Often, the Muslim as “agent” is reduced to the text, with no thought of separateness between other Muslims or between themselves and the text. This means that one Muslim can often be reductively made to represent Muslims as a whole.

So, we must separate the Muslim from the text, recognizing the context and reality of the text, but that of the Muslim too. It is an important point, when the discourse seems to clump all Muslims together *cough* Donald Trump and Ted Cruz *cough*.

Emon wanted to use Islamic law as a way of exploring how the “Islamic” is viewed in the West.

Particularly, Emon sited the Dhimmi rules, which are ninth to fifteenth century Sunni Islamic texts, regarding the treatment of non-Muslim permanent residents in Islamic lands.

On one hand, is it about how the West views Islam’s treatment of the “other,” and on the other hand it about how it actually implemented in Islamic lands. The question is usually “is Islam tolerant?” rather than “are Muslims tolerant,” a question about your neighbours and friends.

Again, we are not separating people today from a 1,300-year-old religion. Here, I would also have pondered the question of judging a religion based on the tolerance of today’s morality, when the religion’s context is 1,300 years prior.

Emon sees tolerance as the wrong term, because it hides behind a larger politics of governing. State law essentially determines the other and what we tolerate as the other.

This shapes the way that religion is construed and so we should consider what the state is doing when it adjudicates.

Then came Salaama, another formidable scholar. He is Associate Professor of Arabic and Chair of the Department of Modern Languages and Literature at San Francisco State University.

Currently he is completing a monograph on Islam and the Culture of Modern Egypt: 1908-1958, a work of primary research and original scholarship.

He began by drawing attention to the double entendre in his talk’s title, Free Islam, one that acknowledge a free Islam and but also is an imperative: to free to religion from both dogma and Islamophobia.

It is both the destination and the commute, so if we are to have free societies, we must educate our students, the “torchbearers of knowledge,” with these conversations along the way.

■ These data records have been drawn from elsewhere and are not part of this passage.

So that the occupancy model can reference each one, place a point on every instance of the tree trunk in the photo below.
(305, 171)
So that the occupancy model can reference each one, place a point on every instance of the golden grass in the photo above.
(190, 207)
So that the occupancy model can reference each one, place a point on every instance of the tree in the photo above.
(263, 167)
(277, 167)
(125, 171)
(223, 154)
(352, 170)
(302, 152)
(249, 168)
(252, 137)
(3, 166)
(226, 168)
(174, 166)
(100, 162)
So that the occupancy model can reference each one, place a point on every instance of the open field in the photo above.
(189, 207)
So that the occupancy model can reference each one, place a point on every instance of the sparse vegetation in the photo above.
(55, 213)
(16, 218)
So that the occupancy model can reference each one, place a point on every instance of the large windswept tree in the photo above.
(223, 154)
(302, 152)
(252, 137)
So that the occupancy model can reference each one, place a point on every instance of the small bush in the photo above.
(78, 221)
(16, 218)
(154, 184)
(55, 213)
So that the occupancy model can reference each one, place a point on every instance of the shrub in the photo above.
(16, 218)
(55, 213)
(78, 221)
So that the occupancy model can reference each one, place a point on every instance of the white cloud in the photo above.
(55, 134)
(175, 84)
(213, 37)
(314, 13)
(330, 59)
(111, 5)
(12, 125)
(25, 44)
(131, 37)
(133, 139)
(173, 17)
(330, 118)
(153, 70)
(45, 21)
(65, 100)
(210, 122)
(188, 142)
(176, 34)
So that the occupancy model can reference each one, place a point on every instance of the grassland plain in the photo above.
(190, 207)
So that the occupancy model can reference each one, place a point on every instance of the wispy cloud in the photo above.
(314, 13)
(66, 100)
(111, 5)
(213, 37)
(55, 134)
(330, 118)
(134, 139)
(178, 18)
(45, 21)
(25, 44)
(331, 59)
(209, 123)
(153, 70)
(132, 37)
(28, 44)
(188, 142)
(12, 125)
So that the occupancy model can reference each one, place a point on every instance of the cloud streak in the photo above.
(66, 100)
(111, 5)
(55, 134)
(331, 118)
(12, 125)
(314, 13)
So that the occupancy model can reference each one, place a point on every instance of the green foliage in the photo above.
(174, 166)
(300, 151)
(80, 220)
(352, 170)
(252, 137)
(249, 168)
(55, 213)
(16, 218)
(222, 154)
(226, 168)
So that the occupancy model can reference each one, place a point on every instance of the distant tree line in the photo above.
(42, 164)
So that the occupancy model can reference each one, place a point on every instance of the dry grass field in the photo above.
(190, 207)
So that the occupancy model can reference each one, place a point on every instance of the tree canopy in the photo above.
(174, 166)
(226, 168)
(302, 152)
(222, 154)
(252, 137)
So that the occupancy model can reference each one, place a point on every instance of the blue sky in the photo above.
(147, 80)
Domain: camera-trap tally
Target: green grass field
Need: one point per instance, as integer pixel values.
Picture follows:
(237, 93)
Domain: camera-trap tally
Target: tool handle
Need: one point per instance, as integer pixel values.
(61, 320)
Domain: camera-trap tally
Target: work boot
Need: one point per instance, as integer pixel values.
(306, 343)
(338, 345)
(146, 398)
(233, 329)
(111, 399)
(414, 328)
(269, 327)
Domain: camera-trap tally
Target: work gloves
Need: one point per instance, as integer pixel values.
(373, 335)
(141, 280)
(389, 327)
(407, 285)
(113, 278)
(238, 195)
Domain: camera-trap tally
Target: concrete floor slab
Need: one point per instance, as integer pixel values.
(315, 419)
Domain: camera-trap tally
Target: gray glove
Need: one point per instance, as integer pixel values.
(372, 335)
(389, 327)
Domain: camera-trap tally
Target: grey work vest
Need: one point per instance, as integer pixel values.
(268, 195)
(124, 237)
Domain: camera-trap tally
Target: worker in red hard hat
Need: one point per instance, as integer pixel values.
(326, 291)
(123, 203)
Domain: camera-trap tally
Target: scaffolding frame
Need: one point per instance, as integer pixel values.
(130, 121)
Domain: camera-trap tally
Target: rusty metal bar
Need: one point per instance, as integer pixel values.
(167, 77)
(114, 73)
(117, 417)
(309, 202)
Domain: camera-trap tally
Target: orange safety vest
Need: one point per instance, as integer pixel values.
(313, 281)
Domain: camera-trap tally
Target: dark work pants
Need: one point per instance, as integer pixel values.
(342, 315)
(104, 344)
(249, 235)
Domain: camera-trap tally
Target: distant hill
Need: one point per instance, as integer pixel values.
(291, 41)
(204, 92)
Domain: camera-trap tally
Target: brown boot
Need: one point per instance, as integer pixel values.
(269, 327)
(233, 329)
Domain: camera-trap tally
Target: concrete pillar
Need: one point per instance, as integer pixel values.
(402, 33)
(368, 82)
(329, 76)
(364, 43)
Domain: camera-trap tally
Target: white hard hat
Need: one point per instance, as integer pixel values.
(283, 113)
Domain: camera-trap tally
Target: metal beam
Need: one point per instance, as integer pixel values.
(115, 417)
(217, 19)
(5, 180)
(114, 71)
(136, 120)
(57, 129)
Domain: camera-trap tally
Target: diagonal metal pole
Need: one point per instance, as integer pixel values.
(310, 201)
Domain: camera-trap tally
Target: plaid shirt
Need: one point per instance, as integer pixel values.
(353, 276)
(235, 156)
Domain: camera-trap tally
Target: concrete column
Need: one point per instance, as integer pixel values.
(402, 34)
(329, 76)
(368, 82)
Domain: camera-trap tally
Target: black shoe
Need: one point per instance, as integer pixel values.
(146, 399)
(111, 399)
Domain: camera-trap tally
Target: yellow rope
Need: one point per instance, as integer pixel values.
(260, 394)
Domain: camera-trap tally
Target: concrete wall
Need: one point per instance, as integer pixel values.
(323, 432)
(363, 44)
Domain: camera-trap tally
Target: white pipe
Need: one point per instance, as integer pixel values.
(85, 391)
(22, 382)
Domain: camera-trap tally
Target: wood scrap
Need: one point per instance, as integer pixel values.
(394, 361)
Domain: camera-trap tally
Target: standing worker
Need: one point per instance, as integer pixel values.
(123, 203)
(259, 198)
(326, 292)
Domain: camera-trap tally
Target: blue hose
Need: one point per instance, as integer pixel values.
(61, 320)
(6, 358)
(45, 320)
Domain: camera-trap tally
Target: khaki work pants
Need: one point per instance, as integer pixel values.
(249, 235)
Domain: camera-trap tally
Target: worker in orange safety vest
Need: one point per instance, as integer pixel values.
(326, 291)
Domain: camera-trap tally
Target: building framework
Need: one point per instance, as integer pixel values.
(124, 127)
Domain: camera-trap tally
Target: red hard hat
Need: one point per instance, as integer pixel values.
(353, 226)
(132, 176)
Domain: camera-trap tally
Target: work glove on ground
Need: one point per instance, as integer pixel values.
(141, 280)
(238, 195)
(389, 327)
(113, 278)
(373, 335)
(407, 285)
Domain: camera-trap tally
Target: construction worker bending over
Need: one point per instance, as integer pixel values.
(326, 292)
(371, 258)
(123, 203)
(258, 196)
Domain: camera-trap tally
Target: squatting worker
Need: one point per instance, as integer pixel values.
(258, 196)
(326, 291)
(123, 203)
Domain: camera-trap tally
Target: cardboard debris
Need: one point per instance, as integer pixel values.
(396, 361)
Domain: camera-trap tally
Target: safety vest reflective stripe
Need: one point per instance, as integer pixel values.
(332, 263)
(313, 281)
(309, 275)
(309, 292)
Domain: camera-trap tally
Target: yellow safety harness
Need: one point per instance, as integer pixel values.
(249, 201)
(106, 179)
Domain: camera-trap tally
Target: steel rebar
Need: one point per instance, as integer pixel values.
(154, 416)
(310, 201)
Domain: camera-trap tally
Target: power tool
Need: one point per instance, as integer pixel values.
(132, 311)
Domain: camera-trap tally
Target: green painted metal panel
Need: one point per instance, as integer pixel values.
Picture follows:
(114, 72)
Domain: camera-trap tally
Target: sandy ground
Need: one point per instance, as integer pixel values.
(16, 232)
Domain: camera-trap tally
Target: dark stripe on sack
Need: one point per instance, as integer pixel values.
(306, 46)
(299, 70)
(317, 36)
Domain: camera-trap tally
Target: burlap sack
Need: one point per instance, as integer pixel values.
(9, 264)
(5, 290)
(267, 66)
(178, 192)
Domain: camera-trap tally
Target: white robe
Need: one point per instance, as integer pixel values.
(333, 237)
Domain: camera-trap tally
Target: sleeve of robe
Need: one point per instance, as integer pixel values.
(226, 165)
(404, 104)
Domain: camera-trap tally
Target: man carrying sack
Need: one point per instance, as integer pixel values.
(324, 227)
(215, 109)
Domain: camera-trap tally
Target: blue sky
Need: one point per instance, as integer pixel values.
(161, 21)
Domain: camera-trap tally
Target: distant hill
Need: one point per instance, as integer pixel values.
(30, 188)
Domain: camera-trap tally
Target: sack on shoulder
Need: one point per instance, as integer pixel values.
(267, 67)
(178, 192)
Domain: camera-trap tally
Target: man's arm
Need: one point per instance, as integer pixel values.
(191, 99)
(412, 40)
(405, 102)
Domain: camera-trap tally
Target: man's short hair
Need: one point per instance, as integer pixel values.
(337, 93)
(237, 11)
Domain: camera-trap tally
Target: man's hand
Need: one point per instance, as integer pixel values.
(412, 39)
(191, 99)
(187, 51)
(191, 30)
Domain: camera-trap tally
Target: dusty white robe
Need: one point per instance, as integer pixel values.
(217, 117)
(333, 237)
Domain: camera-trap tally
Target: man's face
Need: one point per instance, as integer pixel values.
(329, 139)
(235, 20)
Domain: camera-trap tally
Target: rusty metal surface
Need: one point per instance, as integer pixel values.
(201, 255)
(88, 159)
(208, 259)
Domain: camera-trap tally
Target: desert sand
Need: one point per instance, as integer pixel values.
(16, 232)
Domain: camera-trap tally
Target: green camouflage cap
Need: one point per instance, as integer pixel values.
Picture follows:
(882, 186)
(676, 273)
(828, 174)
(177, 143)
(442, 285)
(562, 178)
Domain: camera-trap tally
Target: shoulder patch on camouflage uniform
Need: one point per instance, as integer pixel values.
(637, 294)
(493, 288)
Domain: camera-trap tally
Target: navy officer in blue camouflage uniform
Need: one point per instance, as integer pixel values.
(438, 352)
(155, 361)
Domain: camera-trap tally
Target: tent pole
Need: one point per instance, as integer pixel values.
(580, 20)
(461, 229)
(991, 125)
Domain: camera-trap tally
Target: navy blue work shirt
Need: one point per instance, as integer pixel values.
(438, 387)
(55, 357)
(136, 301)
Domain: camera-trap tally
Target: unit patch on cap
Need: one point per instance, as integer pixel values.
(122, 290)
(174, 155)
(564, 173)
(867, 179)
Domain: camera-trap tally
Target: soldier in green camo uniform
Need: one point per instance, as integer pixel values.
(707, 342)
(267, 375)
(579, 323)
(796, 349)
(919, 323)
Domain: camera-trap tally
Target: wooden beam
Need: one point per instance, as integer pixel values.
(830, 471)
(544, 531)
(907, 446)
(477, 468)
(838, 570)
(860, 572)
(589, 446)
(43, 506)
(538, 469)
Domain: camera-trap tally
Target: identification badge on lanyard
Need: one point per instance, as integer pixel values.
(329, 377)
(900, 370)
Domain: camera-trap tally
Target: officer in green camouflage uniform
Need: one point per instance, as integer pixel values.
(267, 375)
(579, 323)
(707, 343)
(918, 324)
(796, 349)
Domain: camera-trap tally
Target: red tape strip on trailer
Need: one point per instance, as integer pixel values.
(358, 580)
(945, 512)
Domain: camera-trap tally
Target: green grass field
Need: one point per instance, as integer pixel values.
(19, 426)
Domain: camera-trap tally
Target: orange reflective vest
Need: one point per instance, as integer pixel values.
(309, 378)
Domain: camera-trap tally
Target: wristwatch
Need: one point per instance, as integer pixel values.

“The will to life and the path to freedom is to be found in learning, in thinking and contemplation.”

As well as with ensuring our knowledge, we must eradicate danger from our societies, if we are to be free.

Salaama’s talk was punctuated with lilting Arabic, as he would quote the Qur’an in both Arabic and English, while he read from slides written in Arabic too. It was refreshing and enlightening.

One could find his or herself thinking that the nauseating Islamophobe could have done with seeing this talk, rather than a room full of interested, educated and probably progressive folk.

Both talks sought to deal with the Islamic in a modern context, and while Emon’s talk may have had more direction, clarity and conviction, it was Salaama’s that might have had a better chance of achieving something.

He showed Islam and Arabic to have just as much beauty as any Western faith or language, that there is indeed nothing to fear from the “other.”

So maybe the way to break down a few barriers is to gently nudge Islam towards those who are resisting it, at the same time that many others incorporated into our societies.